Mendikbud Pastikan Madrasah Tak Akan Gulung Tikar
- VIVA/Agus Rahmat
VIVA.co.id - Menteri Pendidikan dan Kebudayaan, Muhadjir Effendy, menjawab kritikan Pengurus Besar Nahdlatul Ulama maupun Majelis Ulama Indonesia (MUI), terkait kebijakan sekolah delapan jam per hari. Dengan kebijakan ini, sekolah seperti madrasah atau diniyah, bisa gulung tikar.
Ditemui di Istana Negara, Muhadjir menjelaskan kebijakan tersebut berlaku mulai Juli 2017. Landasan hukumnya, adalah Peraturan Pemerintah (PP) Nomor 19 Tahun 2017 tentang beban tugas guru. Guru dimasukkan ke dalam beban tugas Aparatur Sipil Negara (ASN), yakni 37,5 jam per pekan.
Namun, lanjut Muhadjir, kebijakan ini bukan berarti harus dijalankan sendiri oleh sekolah. Dalam aturannya, program penguatan karakter bisa bekerja sama dengan lembaga pendidikan di luar.
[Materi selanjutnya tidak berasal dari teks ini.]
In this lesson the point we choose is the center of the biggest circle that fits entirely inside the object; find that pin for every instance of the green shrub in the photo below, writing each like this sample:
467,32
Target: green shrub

"Termasuk madrasah, masjid, gereja, pura, sanggar kesenian, pusat olahraga, itu dimungkinkan. Sehingga delapan jam belajar minimal itu jangan diartikan anak dapat pelajaran terus-terusan di kelas, bukan itu," kata Muhadjir, Senin 12 Juni 2017.
Pendidikan karakter, lanjut dia, mendapat porsi terbesar sesuai keinginan Presiden Joko Widodo. Yakni 70 persen diarahkan pada pembentukan karakter siswa.
Ketua Pimpinan Pusat Muhammadiyah ini melanjutkan, ada lima target pemerintah untuk pembentukan karakter yang dimaksud. Pertama adalah religiusitas atau keberagaman. Kedua, integritas dan kejujuran.
Target ketiga adalah nasionalisme, cinta Tanah Air, dan bela negara. Sementara itu, target keempat yakni kerja keras, belajar keras, punya kemauan kompetisi. Dan kelima gotong royong, solidaritas, dan toleran.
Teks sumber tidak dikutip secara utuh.